EX-3.1 2 exhibit1.htm EX-3.1 EX-3.1

ARTICLES OF AMENDMENT
TO THE
ARTICLES OF INCORPORATION
OF
LADENBURG THALMANN FINANCIAL SERVICES INC.

 

Pursuant to Section 607.1006 of the
Florida Business Corporation Act

 

Ladenburg Thalmann Financial Services Inc. (the “Corporation”), hereby certifies, pursuant to and in accordance with Section 607.1006 of the Florida Business Corporation Act, for the purpose of filing these Articles of Amendment to the Articles of Incorporation of Ladenburg Thalmann Financial Services Inc., as amended (these “Amended Articles”), with the Department of State of the State of Florida, that:

      FIRST: The name of the Corporation is Ladenburg Thalmann Financial Services Inc.
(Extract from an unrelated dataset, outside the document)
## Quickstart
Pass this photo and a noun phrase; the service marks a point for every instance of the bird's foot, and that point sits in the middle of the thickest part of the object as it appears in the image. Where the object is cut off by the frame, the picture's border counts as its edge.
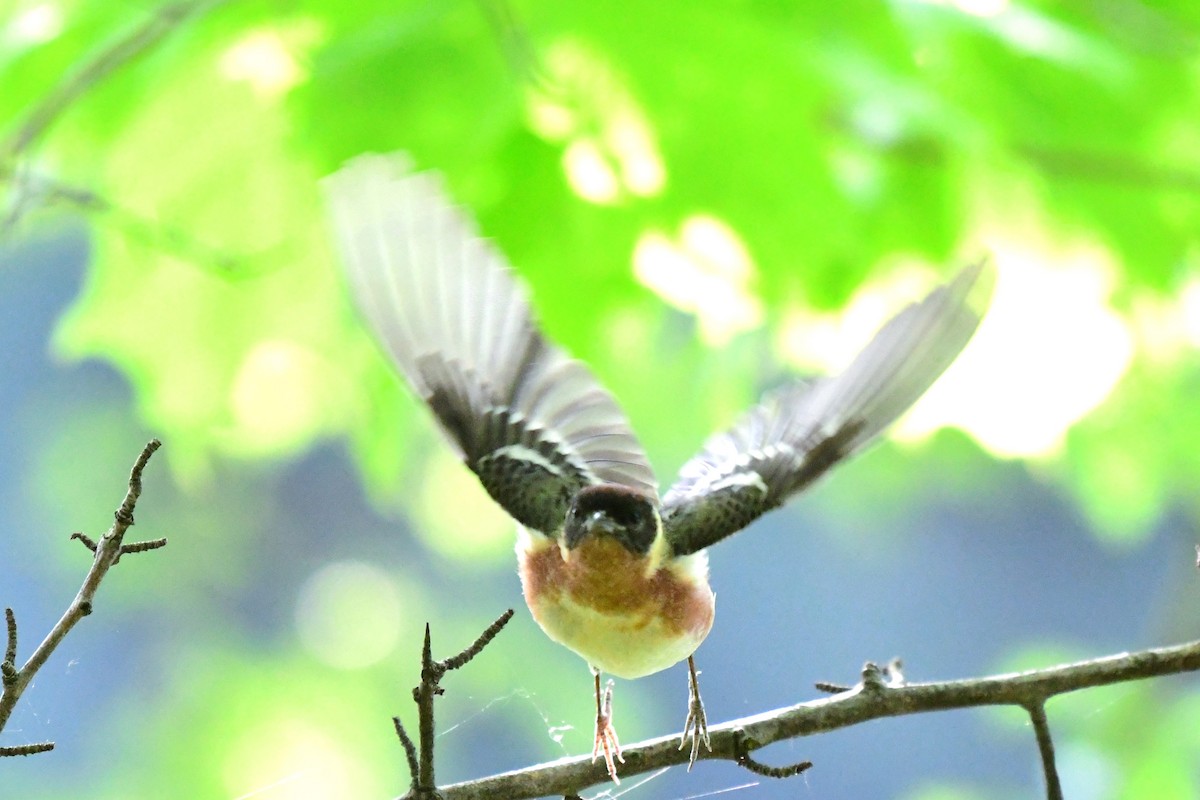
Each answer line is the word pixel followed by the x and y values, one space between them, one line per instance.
pixel 606 735
pixel 696 721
      SECOND: The Articles of Incorporation of the Corporation, as amended, are hereby amended by deleting the first sentence of Article III in its entirety and substituting the following new first sentence in lieu thereof:

      “The aggregate number of shares of which of the Corporation shall have authority to issue is one billion fifty million (1,050,000,000) shares, of which one billion (1,000,000,000) shares shall be “Common Stock,” par value $.0001 per share, and of which fifty million (50,000,000) shares shall be “Preferred Stock,” par value $.0001 per share.”

      THIRD: These Amended Articles were adopted and approved (i) on April 5, 2016 by the Corporation’s Board of Directors and (ii) on May 18, 2016 by the Corporation’s shareholders by a sufficient number of votes cast for approval of these Amended Articles at the Corporation’s 2016 Annual Meeting of Shareholders.

     IN WITNESS WHEREOF, the Corporation has caused these Amended Articles to be executed by a duly authorized officer of the Corporation on this 18th day of May, 2016.